Hellenization and Sassanids
The first European conqueror to reach the waters of the Gulf was the Macedonian King Alexander the Great (356-323 BCE). After he had defeated the Achaemenids in 331 BCE, Alexander sent out several expeditions to explore the Gulf. In 323 BCE, the year Alexander died, two of his ships reached the coast of Bahrain Island. The Greeks named the archipelago Tylos. Some Hellenistic ruins survive in the north-western part of the island, indicating that a layer of Greek culture was added to the island’s already intricate mixture of Sumerian, Arab, and Persian cultural elements, among others. The Hellenization of Bahrain continued under Alexander’s successors, the Seleucid kings, and their successors, the Iranian Parthians. The Parthians had crushed the Seleucid armies in the second half of the 2nd century BCE and presented themselves as the rightful heirs of Alexander, passing on the flame of eastern Hellenistic culture.
Sassanids
Under Parthian rule Tylos retained its Greek name, which was used alongside its later Persian designation ‘Mishmahig’. Tylos/Mishmahig appears to have been prosperous.

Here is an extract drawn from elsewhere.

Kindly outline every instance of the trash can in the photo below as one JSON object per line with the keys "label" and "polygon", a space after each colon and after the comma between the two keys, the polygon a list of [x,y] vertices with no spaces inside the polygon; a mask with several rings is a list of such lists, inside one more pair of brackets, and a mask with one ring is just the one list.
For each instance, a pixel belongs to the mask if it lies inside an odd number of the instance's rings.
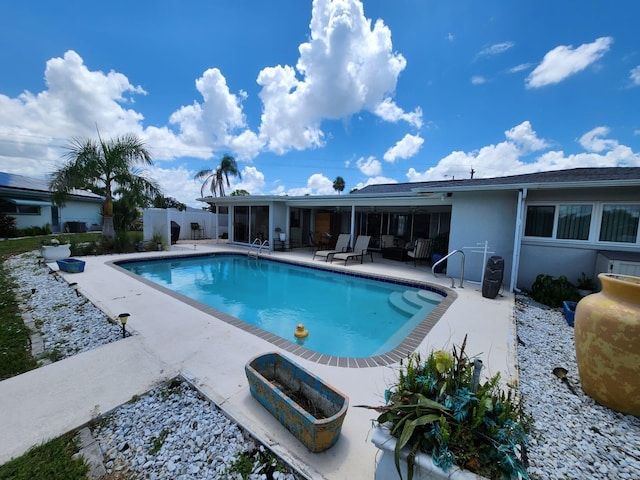
{"label": "trash can", "polygon": [[177,243],[180,238],[180,225],[171,220],[171,244]]}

The Roman historian Pliny the Elder, writing in the 1st century CE, noted that the islands were famous for the quality of their pearls. In the 4th century the Parthians were conquered by another Iranian dynasty, the Sassanids. The Sassanids were interested primarily in trade, and they controlled the southern coast of the Gulf through proxies among local Arab tribes. The reticence of the Zoroastrian Sassanids about the direct exercise of local power explains why Christian Nestorian communities blossomed in eastern Arabia, while their co-religionists in Persia were being persecuted.

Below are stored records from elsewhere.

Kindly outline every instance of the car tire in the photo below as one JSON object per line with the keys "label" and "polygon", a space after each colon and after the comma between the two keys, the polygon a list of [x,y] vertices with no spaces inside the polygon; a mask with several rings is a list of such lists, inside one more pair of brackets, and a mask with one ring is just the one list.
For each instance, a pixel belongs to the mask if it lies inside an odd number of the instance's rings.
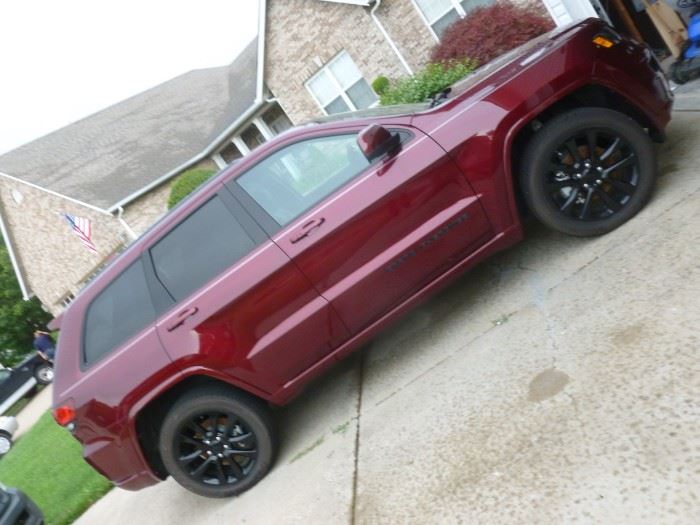
{"label": "car tire", "polygon": [[48,364],[41,364],[34,369],[34,379],[40,385],[48,385],[53,382],[53,367]]}
{"label": "car tire", "polygon": [[168,473],[210,498],[235,496],[255,485],[270,470],[275,448],[267,405],[224,385],[182,395],[160,430]]}
{"label": "car tire", "polygon": [[0,457],[7,454],[11,448],[12,436],[4,430],[0,430]]}
{"label": "car tire", "polygon": [[523,156],[520,188],[546,226],[587,237],[637,214],[656,172],[653,144],[637,122],[610,109],[581,108],[535,133]]}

By the early 5th century CE many of Tylos’ inhabitants seem to have been Christians, while others probably continued to worship ancient local deities. Present-day Muharraq and Manama, then known as Samahij and Tilwun respectively, were the seats of Nestorian bishops until at least 835 CE. There was a Nestorian monastery at Samahij, and the Arab governor of Tylos seems to have been Christian. It was one of these Christian governors of Tylos who, according to Muslim tradition, accepted Islam after the Prophet Muhammad invited him to join the Muslim umma (community) in the early 7th century. Christianity in Tylos was only gradually submerged by Islam. Nestorian Christianity may have remained the dominant religion on the islands for a century or more. There is now only a tiny community of indigenous Christians in Bahrain.